What is your position on outdoor rock concerts that go on all day and into the night? How about co-ed camping? Any thoughts on cliff jumping, white water rafting, or setting off fireworks? Many teens, possibly yours, will be asked to participate in these sorts of activities this summer. If you haven’t already now might be a good time to figure out if and when you want to draw the line.
It should be said right at the start that every summer thousands of teens across the country engage in what nervous adults might call risky activities but come to no harm. The chances that your kid will be injured or will injure someone else while having fun with her friends are very, very small. These sorts of sad events make the news because they are news: they don’t happen all that often.
And while every parent worries and might want to keep her child locked in a cave until age twenty-five, we all know that teens must have opportunities to make decisions and weigh risks. The brain’s prefrontal cortex – the area responsible for planning ahead and seeing the possible consequences of an action – undergoes tremendous development in adolescence. But in order to make that development happen, a teen must have plans to make, plans that could result in serious consequences if not thought all the way through. So to keep from stunting your child’s brain development, he must make his own decisions and see what the results are. You can’t keep your child safe by doing all the thinking for him.
But there’s no need to step back and let the chips fall where they may. You can be proactive, in preparing your teen to make big decisions, in knowing what you think she can handle and in laying down the ground rules early. Here are some thoughts.
- Be prepared. Make sure you know who your child’s friends are (first and last names). Make certain your child knows that you are there for him, no matter what, and that he should call you if he gets into trouble, no matter when. Despite the costs and other issues, your teen should probably have a cell phone so he’s not dependent on using the phone of someone else. Know if your child is a good swimmer. Make sure your child – boy or girl – knows how babies are made and how to keep from accidentally making one.
- Establish some basic rules about driving. The most dangerous place for your teen and her friends is a car. Even if your child doesn’t drive and her friends are too young to drive, realize that she may find herself in a car with a teen driver and a whole lot of other kids. If your child does drive, realize that she will be pressured to give rides to her friends and that no matter how good a driver she is when you’re riding along, she will be a worse driver with other kids in the car. So establish some rules and practice some scripts – things she can say when she turns down an offer of a ride or when she declines to give a kid a ride. Let her know how many people she can have in the car if she’s driving (your state may have laws about this).

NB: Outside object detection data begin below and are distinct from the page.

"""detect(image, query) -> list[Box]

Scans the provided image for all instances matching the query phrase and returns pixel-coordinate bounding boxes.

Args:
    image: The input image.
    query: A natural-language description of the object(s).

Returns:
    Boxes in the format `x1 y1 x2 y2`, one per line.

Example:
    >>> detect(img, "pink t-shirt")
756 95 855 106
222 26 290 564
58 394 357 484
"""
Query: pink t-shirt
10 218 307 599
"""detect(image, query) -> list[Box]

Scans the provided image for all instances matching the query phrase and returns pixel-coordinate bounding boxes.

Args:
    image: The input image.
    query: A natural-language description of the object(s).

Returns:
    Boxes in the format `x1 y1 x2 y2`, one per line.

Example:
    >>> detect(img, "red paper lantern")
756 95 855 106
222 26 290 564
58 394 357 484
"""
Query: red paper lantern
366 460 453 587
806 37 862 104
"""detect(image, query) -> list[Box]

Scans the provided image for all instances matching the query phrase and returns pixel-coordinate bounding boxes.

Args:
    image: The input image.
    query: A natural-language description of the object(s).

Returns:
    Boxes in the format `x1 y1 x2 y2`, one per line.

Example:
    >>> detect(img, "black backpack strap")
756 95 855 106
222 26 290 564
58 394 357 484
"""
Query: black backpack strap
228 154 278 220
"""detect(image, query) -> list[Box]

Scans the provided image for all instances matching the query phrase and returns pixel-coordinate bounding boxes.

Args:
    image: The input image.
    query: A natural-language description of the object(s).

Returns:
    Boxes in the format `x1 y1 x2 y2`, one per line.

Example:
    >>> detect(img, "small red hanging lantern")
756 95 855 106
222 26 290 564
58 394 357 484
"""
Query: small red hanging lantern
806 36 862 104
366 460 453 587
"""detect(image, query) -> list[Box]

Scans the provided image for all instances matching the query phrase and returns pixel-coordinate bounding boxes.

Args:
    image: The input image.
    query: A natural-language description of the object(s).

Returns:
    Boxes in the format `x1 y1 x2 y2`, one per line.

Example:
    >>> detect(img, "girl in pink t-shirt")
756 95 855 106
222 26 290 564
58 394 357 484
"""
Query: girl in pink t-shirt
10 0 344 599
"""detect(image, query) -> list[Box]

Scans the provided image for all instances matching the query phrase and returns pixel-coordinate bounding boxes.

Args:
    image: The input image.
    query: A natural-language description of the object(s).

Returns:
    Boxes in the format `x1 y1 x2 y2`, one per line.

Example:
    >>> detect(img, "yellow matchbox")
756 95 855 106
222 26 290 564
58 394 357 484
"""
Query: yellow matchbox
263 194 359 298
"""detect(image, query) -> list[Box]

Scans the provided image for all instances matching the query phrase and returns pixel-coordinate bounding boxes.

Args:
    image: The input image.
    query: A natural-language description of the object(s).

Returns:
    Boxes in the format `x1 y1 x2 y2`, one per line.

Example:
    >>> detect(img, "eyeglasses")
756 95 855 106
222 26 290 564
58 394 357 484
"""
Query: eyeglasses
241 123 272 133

- Establish a curfew and hold your teen to it. Whether curfew is 10 pm or 2 am, be ready to check to see that it’s observed. If your child isn’t home at the appointed hour, call his cell phone. Meet him at the door when he finally shows up. Being the parent of a teen means being up at night just as much as being the parent of a newborn is. Let your kid know you’re paying attention.
- Require an itinerary. Before your teen heads out the door, know who she’s going to be with, where they all are going, how they’ll get there, what they plan to do, and when she plans to be home. Naturally, your teen will tell you that she doesn’t know. Naturally, she may tell you about plans that never happen, even about things she has no intention of doing but that she thinks will sound good. The itinerary you hear may be far from the truth. But asking her to tell it to you will make an impression. It’s a way of emphasizing that you care.
- If you think it’s unsafe, don’t permit it. Remember that teens feel a lot of pressure to go along with whatever the crowd does. It’s difficult for a teen to refuse to do something he’d rather not without looking like a baby or a coward. So help him out. Tell him no. Give your child the ability to say “My dad would kill me if I did that!” It might be just what he needs to stand up for his true feelings.
Realize, though, that what you permit and what you don’t may not matter. Your child may very well do exactly what she wants despite your prohibitions. So do what you can to prepare your child to be safe, to use her head, and to make her own (good) decisions. Summer is the time your teen is most likely to get into situations she didn’t expect and might not know how to handle. Figure out ahead of time how to help her be ready and how to still have lots of fun.